Posted on 2023-01-21

Recently I was learning a little bit of Lisp for something I may reveal in a few months. But a few days ago I hit a major roadblock, Lisp is running programs weirdly.

Basics of Running Programs

To my knowledge, the following runs programs with an input and gets its output as a string:

(setq output-string
    (with-output-to-string (stream)
        (uiop:run-program 
          '("rev")
          :output stream
          :input '("Hello World")
        )
    )
)

This is working fine (tested with the sbcl-compiler).
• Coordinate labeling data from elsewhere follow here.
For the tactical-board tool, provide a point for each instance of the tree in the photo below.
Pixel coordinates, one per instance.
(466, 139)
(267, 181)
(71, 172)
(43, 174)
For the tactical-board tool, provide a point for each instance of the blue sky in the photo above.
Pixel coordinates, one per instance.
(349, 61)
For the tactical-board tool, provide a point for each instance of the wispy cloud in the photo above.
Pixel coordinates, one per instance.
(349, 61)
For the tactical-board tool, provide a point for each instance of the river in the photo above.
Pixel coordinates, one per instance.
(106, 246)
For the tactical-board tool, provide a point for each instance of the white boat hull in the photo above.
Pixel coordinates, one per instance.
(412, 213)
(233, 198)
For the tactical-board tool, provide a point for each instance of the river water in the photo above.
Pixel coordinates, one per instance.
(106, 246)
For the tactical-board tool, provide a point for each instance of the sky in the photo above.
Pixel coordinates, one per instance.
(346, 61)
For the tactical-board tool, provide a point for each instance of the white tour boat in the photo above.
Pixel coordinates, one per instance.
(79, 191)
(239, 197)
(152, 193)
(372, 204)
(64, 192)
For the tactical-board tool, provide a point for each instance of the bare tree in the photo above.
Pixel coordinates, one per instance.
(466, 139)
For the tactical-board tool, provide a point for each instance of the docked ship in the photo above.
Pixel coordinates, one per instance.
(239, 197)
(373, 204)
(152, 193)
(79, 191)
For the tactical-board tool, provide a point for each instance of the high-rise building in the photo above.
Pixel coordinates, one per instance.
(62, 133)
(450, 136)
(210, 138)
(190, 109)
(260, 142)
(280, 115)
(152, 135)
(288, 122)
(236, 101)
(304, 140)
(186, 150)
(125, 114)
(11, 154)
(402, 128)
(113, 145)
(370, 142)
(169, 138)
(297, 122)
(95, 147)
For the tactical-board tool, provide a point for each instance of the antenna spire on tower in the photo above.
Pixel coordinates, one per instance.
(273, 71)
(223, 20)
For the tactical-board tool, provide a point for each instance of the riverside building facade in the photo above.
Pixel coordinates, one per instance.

It can also run curses programs fine with interactive stdin and stdout:

(uiop:run-program 
  '("vim")
  :output :interactive
  :input :interactive
)

The Problem

The problem is combining both, piping input into stdin, interacting with the program and getting the output from stdout. There are some programs that require this, e.g. fzf takes a list of newline-separater strings and lets the user choose from these to return to the output. The dynamics of how programs can do this is a little bit complicated, but basically it requires reading the entire input, re-opening the input from the TTY, opening the TTY as the output, running curses (or any similar library), resetting the output and finally returning the result. How I would run such programs in Lisp is the following:

(setq output-string
    (with-output-to-string (stream)
        (uiop:run-program 
          '("fzf")
          :output stream
          :input '("Hello World Hello")
        )
    )
)

But this does not work and blocks the entire application. Replacing fzf with a little program written by myself shows that the call to curses initscr blocks. Maybe, I thought, I actually did something that was not possible in any programming language, so I re-implemented it in Rust, and it works fine. Here is the equivalent Rust code:

let mut out = Command::new("fzf")
    .stdout(Stdio::piped())
    .stdin(Stdio::piped())
    .spawn()?;
let stdin = out.stdin.as_mut().unwrap();
stdin.write_all(b"Hello\nWorld")?;
drop(stdin);
let output = out.wait_with_output()?;
let string = String::from_utf8(output.stdout)?;

Furthermore, it also obviously works in any normal shell, simply with:

echo "Hello\nWorld" | fzf

So something is weird with how Lisp (or uiop) runs programs.

The Solution

Honestly, I don't know. There is something weird going on I don't understand. Either this is a bug in uiop or I am missing some argument. Maybe there are some Lisp-magicians here to whom this is obvious, but I am stuck. Either I will find a resolution to this issue or will just rewrite this (small) Lisp program in another programming language.